Que esta bela tradição
Se mantenha sempre assim
Dando ao amor distinção
Em dia de São Valentim.

(poeta desconhecido)


De Vilar a 16 de Fevereiro de 2008 às 00:09
Naqueles tempos, ir à fonte ou ao chafariz, era uma das muitas tarefas quotidianas das mulheres, fossem elas novas ou velhas. O cântaro, que (tal como diz a adivinha ia deitado e vinha de pé), fazia o trajecto "à cabeça" suportado pela molide ou rodilha, como impunha a tradição e aconselhavam as regras da comodidade. E aquele acto de levar o pesado cântaro à cabeça sem ser necessário segurá-lo nem sequer com um dedo, parecia por parte das mulheres, quererem demonstrar não tanto a sua força, mas sim os seus dotes de equilibristas, o que parecia fazerem, até, com alguma vaidade. E se para as mulheres mais idosas, designadamente as casadas, essa tarefa de ir à fonte era tida como rotineira, já o mesmo não se podia entender quanto às moçoilas novas e solteiras. Para elas, o ir à fonte, era muitas das vezes, mormente quando o faziam ao lusco-fusco, o momento azado para poderem dar dois dedos de conversa ao namorado, senão ao simples pretendente, longe dos olhares indiscretos dos familiares.
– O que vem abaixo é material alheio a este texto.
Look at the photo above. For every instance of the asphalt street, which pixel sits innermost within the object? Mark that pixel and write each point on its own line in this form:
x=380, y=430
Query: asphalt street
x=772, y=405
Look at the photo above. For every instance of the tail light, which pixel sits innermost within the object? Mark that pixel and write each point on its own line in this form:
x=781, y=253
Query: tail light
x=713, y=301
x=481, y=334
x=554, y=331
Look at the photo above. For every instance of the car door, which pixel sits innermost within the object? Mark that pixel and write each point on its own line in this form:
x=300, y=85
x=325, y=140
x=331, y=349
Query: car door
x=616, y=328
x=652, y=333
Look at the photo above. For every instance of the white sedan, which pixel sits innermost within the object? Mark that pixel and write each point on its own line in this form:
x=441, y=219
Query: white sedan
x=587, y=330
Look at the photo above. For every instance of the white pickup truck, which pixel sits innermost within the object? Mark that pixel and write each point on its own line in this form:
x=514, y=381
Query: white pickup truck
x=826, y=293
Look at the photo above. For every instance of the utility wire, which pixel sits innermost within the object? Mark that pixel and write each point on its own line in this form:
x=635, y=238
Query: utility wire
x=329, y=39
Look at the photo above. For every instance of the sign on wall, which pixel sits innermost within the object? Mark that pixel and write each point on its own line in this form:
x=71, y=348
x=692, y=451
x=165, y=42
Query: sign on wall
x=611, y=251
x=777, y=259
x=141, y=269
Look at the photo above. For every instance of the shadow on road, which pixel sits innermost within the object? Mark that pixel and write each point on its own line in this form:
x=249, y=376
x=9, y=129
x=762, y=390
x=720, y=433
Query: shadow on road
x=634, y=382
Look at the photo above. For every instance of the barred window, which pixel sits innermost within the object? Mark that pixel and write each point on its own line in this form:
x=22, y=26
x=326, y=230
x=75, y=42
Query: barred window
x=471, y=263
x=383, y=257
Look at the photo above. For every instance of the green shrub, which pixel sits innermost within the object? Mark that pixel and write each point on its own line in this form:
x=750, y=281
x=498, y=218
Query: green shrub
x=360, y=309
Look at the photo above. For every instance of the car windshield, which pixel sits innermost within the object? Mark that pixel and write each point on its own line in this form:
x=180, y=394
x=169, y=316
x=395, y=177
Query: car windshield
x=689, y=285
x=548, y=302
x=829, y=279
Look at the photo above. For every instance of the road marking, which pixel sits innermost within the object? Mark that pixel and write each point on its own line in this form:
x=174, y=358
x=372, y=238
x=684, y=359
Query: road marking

É que, se namorar naqueles tempos não era tarefa fácil, fazer algo mais arrojado afigurava-se quase impossível. Quase, disse eu.


De Katekero a 17 de Fevereiro de 2008 às 21:01
Não era certamente a este chafariz que Lianor vinha descalça. Nem segura, já que o piso (não relvado), bem como o local (ermo), aconselhavam precaução. Parece triste o chafariz. Aliás, acho mesmo que já estará morto. A ser assim, noto ali a falta de um elemento importante, qual seja, uma inscrição no cruzeiro com os seguintes dizeres: AQUI JAZ O CHAFARIZ DA PRAÇA, O MAIS IMPORTANTE MONUMENTO CONSTRUÍDO EM VILAR MAIOR NO SÉCULO XX. Porém, se as coisas forem vistas pelo prisma positivo, há que convir que o local nem foi mal escolhido, porquanto: Temos uma eira morta, uma escola morta, um chafariz que se não está morto estará a agonizar, umas árvores despidas de folhas, com os galhos ao alto como que a bradar aos céus e, por fim, o cuzeiro a cumprir o seu objectivo; Assinalar a MORTE. Um quadro algo sinistro, mas real.